Thursday, March 3, 2011

Is business logic a cross-cutting concern?

As a consultant and architect I have the opportunity to see a lot of different applications and architectures. Most of these applications have a kind of so called business logic layer. It states the idea of a layer in any way capable of handling all business logic all by itself.  Although these architectures claim that all business logic “belongs” to this layer, I always find business logic in at least at least two places and sometimes three.
Is there something wrong with these architectures or do we have to say that Business Logic really is a cross-cutting concern?

Let me explain this a little bit more…

A definition of business logic

Let’s state that business logic includes schema (types and constraints), derived values (timestamps, userstamps, calculations, histories), non-algorithmic compound operations (like batch billing) and algorithmic compound operations, those that require looping in their code. This encompasses everything we might do from the simplest passive things like a constraint that prevents discounts from being over 100% to the most complex hours-long business process, along with everything in between accounted for.

A sample application

Consider an admin interface to a database, where the user is entering or modifying prices for the price list. Now, if the user could enter plain text as the price, that would be kind of silly, so of course the numeric inputs only allow numeric values. Same goes for dates.

Now consider the case where the user is typing in a discount rate for this or that, and a discount is not allowed to be over 100%. The UI really ought to enforce this, otherwise the user's time is wasted when she enters an invalid value, finishes the entire form, and only then gets an error when she tries to save. In the database world we call this a constraint, so the UI needs to know about constraints to better serve the user.

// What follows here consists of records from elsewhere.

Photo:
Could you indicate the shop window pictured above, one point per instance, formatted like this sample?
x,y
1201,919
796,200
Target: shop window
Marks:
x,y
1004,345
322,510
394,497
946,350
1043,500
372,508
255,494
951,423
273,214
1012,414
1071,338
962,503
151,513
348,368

Is this user allowed to change a price? If not, the button should either be grayed out or not be there at all. The UI needs to know about and enforce some security.

So in fact the UI layer not only knows the logic but is enforcing it. It is enforcing it for two reasons, to improve the user experience with date pickers, lists, and so forth, and to prevent the user from entering invalid data and wasting round trips.

Do you see the business logic leaking in?

You Cannot Isolate What Must be Duplicated

The UI layer is completely useless unless it is also enforcing as much logic as possible, and even when we leave the Database Server as the final enforcer of business logic (types, constraints, keys), it is still often good engineering to do some checks to prevent expensive wasted trips to the server.

This explains why a lot of people struggle with where to put the business logic. That struggle and its frustrations come from the mistake of imposing abstract conceptual responsibilities on each tier instead of using the tiers as each is able to get the job done. Databases are wonderful for type, entity integrity (uniqueness), referential integrity, ACID compliance, and many other things. Use them! Code is often better when the problem at hand cannot be solved with a combination of keys and constraints, but even that code can be put into the DB or in the application.